# Classification with vowel data set (11 classes, 10 predictors) referred to in Ch. 4 of HTF2.

      # Note: Developed with vesion 2.9.0.
      # Note: I designed this so that it'll work well to paste the commands into R in chunks.
          #   Each time, go down to the next line with just ##### on it and paste all of the 
          #   commands in at one time.  Then after the commands are executed, look at the 
          #   comments and output and look at the graph before pasting in the next chunk of
          #   commands.  (If you paste everything in all at once you won't have much time to 
          #   look at the graphics.)


# I'll load some libraries and set the random number seed.

library(class)
library(MASS)
library(e1071) 
library(kknn)
library(klaR)
library(rgl)

set.seed(7)


###########################################################
# Creation of Canonical Variables and Exploration of Data #
# (with emphasis on clusters of observations in training  #
#  and test samples)                                      #
###########################################################

# I'll read in the training data and delete the unnecessary case id column.

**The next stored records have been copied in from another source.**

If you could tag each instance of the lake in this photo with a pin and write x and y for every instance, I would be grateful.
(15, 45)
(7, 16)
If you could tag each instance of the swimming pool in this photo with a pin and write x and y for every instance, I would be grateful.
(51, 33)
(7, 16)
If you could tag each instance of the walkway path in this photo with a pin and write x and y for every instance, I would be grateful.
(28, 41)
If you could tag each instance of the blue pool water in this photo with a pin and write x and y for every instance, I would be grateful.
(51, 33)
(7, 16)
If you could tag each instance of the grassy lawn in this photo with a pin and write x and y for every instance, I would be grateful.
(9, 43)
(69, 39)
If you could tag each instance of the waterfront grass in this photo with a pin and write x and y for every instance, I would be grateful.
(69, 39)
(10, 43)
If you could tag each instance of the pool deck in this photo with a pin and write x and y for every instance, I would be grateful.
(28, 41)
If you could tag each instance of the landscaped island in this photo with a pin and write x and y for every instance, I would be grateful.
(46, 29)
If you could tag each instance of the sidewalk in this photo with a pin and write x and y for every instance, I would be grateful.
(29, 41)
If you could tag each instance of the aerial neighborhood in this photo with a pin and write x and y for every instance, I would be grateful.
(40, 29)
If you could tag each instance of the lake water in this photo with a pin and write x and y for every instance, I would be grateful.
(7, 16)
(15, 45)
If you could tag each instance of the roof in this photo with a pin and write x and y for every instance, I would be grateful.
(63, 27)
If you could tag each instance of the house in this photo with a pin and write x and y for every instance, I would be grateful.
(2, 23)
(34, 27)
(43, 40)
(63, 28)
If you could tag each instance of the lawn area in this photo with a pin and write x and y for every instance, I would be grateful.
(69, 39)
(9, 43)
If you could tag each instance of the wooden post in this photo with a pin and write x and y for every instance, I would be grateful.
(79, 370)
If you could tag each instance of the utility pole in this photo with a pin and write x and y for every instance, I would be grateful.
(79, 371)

fulltrndat <- read.table("http://mason.gmu.edu/~csutton/HTF2VowelTrain.txt",sep=',',header=T)
trndat <- fulltrndat[,-1]

# Next I'll scale the data.  (Note: With the "toy" example from Ch. 2 I considered the first
# week there was no real desire to scale it, due to the way it was constructed.  But with 
# most "real" data sets scaling makes some methods (e.g., nearest neighbors) work better.
# With other classification methods, scaling doesn't matter ... you get the same result
# either way.  With the vowel data, scaling it first will make one of the plots below
# better match what's in HTF2.)

sctrn.vars <- scale(trndat[,-1], center=TRUE, scale=TRUE)
sctrndat <- data.frame( cbind( trndat[,1], sctrn.vars ) )
names(sctrndat) <- names(trndat)

# Now I will compute the canonical variables as described on p. 114 of HTF2.  (Note: 
# Rather of doing it step-by-step as indicated there, I can instead make use of some
# objects I create when I do LDA.)

scldafit <- lda(y~., sctrndat)
centroids <- scldafit$means     # the matrix M from p. 114 (based on scaled data) 
canvarcent <- centroids %*% scldafit$scaling

# canvarcent is an 11 by 10 matrix of the 11 centroids represented using the canonical variables.
# I'll plots these centroids.  (Compare with the large disks shown in Fig. 4.4 on p. 107 of HTF2.)
# (Note: Just the first two canonical variables are being used for the plot.)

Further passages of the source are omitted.